While everyone gets hype over visiting Rio, we’ve learned that the best kept Brazilian secret is Salvador da Bahia. This city often goes under the radar and is overshadowed by the two larger cities of Sao Paulo and Rio, which are situated 1,600 – 2,000+ miles south. Here are 5 reasons we choose to visit Salvador da Bahia this August 9th -18th.
#1 – Affordability
When we saw that we could get travelers on an all-inclusive trip to Brazil for under $2,600, we jumped at the chance. Deals like this don’t come around too often. With the costs of travel increasing due to inflation, the price of the trip is an amazing deal and will only increase over time.
#2 – Visit Pelourinho & Other Neighborhoods
Pelourinho is the historical center of Brazil. The historic neighborhood was the city’s center during the Portuguese colonial period and was named for the whipping post in its central plaza where African slaves received punishment for various infractions, as well as for disciplinary purposes. In visiting the neighborhood, we will literally take a step back into the past of Salvador. The neighborhood still has some 16th century buildings and streets that are lined with cobblestone.
Also on the list of neighborhoods to visit is Curuzu, Cachoeira city, and Praia do Forte.
#3 – The Food is Bomb!!!!
Salvador is where all the Afro-Brazilian culture combines tastes, dances and traditions. Bahian food has strong African influences, with spices that compliment fresh seafood and produce.
You get fresh tropical juices in Salvador. And you gotta try Cupuaçu.

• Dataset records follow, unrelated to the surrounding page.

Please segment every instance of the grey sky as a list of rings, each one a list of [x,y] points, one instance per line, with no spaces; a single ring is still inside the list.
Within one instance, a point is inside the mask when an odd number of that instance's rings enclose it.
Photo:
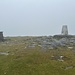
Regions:
[[[75,0],[0,0],[0,30],[5,36],[75,34]]]

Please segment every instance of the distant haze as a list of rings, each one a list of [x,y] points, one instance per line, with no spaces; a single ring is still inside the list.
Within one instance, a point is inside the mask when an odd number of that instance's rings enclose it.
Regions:
[[[75,0],[0,0],[4,36],[75,34]]]

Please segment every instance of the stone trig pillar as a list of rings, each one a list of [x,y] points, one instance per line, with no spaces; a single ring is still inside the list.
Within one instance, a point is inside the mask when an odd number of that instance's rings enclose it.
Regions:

This is an Amazonian fruit with hints of chocolate and pineapple that all say is a must.
#4 –The Commitment to Preserving African Roots
Afro-Brazilians are unapologetic about their African identity. Olodum is an Afro-Brazilian cultural group. They are most known for developing the samba reggae sound and the percussionists gaining international notoriety in Michael Jackson’s “They Don’t Care About Us” hit single.
However, they do far more than that. The Olodum is responsible for maintaining a continued focus on taking action against racism, providing opportunities for the disadvantaged young people, and fighting for the rights for Afro-Brazilians as a group.
We also cannot forget to mention the Afro-Brazilian group, Ilê Aiyê who works to raise the consciousness of the Bahian black community. To be surrounded by people who embrace the history, culture, and spirit of what it means to be an African outside the continent is a real treat!